'These are savvy professionals': Grocers go after liquor thieves

'These are savvy professionals': Grocers go after liquor thieves
SEATTLE - You may have seen them yourself, casing the grocery aisles full of vodka and tequila bottles - casually looking around to see who's watching as they contemplate stuffing a fifth down their pant leg or into their puffy coat.

Those are the small players.

The serious liquor thieves are more organized these days, according to Amanda Ip, a spokesperson for QFC and Fred Meyer stores.

"These are savvy professionals who do it for a living," Ip says. "They're smart about it as they've done it for a really long time."

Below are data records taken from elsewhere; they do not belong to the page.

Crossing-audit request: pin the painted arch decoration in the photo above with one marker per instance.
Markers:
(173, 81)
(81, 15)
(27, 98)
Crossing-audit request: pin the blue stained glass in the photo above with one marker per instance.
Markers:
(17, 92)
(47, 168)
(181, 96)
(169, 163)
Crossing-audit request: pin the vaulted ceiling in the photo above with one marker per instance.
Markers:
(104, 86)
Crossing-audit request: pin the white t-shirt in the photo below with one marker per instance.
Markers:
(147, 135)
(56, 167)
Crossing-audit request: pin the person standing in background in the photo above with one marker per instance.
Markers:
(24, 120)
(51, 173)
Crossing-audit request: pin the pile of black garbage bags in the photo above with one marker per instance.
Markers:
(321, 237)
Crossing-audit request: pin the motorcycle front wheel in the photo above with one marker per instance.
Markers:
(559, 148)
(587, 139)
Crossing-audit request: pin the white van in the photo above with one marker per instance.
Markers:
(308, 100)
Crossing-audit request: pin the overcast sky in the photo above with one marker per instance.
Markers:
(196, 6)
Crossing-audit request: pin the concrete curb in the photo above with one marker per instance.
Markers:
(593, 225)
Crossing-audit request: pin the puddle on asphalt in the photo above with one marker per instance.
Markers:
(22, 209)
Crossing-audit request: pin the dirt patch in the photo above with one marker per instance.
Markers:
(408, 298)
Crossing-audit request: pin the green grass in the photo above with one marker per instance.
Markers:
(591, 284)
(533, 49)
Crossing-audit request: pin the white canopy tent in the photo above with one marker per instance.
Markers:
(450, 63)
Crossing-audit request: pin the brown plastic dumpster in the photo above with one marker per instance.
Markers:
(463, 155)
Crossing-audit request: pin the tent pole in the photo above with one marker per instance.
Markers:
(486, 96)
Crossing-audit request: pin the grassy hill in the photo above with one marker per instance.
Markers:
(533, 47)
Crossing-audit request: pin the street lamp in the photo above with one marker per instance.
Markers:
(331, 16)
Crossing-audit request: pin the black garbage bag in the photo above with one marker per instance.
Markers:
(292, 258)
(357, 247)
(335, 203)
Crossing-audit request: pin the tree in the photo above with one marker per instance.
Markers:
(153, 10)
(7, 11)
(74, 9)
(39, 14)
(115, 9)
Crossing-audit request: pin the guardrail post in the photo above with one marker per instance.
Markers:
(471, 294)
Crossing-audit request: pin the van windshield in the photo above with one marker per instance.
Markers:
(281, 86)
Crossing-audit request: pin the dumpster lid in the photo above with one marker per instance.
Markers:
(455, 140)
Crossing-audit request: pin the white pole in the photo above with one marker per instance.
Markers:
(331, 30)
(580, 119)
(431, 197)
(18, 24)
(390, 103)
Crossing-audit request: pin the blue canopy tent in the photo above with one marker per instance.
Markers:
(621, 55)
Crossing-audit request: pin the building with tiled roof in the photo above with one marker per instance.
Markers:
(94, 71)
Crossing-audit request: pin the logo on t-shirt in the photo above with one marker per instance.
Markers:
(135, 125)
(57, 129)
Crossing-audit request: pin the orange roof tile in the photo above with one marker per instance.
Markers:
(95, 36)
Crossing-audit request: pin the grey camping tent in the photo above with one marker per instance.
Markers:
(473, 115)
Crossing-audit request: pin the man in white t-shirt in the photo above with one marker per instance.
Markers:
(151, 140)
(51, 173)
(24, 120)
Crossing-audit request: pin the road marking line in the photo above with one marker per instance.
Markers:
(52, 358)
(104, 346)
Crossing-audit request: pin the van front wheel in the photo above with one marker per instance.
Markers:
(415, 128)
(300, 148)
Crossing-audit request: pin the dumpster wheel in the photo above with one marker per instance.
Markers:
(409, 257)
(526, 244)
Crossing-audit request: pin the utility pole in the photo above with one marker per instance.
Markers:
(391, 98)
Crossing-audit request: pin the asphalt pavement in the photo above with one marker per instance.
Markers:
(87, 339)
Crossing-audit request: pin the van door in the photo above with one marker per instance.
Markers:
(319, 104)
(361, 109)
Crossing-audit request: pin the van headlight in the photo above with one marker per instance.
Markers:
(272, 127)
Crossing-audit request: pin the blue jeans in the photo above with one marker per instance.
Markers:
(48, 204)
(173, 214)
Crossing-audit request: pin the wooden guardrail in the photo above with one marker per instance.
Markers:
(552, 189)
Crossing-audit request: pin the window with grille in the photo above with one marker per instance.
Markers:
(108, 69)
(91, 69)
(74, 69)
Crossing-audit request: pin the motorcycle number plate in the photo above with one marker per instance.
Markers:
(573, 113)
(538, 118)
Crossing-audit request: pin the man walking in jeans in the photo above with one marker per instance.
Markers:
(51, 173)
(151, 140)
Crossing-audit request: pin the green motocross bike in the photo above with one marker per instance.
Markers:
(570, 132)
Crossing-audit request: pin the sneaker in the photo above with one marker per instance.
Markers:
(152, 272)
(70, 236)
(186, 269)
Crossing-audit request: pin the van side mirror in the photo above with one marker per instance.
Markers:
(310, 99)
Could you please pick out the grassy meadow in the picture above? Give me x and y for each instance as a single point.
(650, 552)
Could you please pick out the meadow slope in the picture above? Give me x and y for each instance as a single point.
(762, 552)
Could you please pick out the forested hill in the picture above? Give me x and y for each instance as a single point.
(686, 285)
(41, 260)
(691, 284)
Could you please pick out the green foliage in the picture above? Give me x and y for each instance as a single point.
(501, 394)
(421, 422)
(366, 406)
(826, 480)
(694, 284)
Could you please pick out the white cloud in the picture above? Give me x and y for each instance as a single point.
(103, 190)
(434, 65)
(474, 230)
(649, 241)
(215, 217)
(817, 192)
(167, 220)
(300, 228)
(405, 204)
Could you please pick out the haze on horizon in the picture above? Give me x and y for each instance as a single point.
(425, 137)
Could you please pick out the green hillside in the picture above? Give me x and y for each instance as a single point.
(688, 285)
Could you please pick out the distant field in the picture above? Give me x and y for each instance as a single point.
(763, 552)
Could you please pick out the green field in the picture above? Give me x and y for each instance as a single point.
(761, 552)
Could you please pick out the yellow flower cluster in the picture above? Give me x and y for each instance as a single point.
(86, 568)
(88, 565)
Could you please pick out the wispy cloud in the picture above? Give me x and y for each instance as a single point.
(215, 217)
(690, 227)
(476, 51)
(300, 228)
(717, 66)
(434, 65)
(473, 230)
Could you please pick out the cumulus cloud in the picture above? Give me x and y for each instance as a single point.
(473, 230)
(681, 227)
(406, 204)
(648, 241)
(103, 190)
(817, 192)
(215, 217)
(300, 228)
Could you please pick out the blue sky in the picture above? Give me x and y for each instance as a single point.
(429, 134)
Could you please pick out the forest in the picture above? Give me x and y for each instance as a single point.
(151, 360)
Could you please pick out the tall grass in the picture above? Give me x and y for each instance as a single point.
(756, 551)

The owner of the West Seattle Puerta Vallarta was recently arrested, accused of hiring local drug addicts to steal alcohol from local grocery stores so he could sell it at the restaurant.

Ip says grocers are working closely with law enforcement, targeting the major players - but can only do so much about securing the product.

"We lock it up and we have the caps on (bottles), and then we limit just the supply that's available on the shelf."

But, she tells KOMO Newsradio, "Security has to be balanced with convenience for shoppers."

Police have indicted more than 200 organized crime suspects in the past few years, but only recent busts have been for stealing alcohol. Laundry detergent, baby formula, razor blades and teeth whitening strips are other popular items for grocery store thieves.